Stakeholders in stem cell-based therapeutics, including researchers, physicians, regulatory bodies, industry, and patient and disease advocacy groups, should cooperate in developing disease history registries to facilitate the development of stem cell and gene-based products. Because these therapies are novel and may have some increased risk, continued surveillance of patient outcomes after the commercial launch of the cell or gene products is recommended. To this end, registries should be established to collect additional safety, efficacy, and durability data on stem cell and gene-based interventions after they have been approved for clinical use. As valuable as they are, such registries should complement randomized controlled trials and not be used as a substitute for them.

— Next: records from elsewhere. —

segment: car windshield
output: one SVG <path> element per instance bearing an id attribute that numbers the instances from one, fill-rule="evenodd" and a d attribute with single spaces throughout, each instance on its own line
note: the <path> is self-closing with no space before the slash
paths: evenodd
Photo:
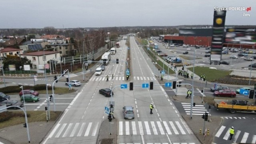
<path id="1" fill-rule="evenodd" d="M 12 101 L 12 104 L 16 104 L 16 103 L 17 103 L 17 102 L 17 102 L 17 101 L 16 101 L 16 100 L 13 100 Z"/>
<path id="2" fill-rule="evenodd" d="M 224 90 L 219 90 L 219 92 L 222 92 L 224 91 Z"/>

Recommendation Provision and use of equipment and commercial kits for cell and gene-based interventions in humans should be limited to settings with an appropriate level of regulatory oversight to ensure their safe and responsible use.

Alongside the development of gene- and stem cell-based therapies has been an increased interest in self-administration and ‘do-it-yourself’ kits and equipment. Such “DIY” interventions are often promoted as a means of using “biohacking” to make improvements to personal health and well-being with little acknowledgment of risks posed by their use. Regulators and commercial providers should ensure that genetic alteration kits and equipment carry a warning that they are not approved for self-administration (e.g., SB-180, California State Legislature, 2019). Leaders in the emerging do-it-yourself biology movement are encouraged to continue to develop codes of practice based on these guidelines and other standards to inform best practice standards.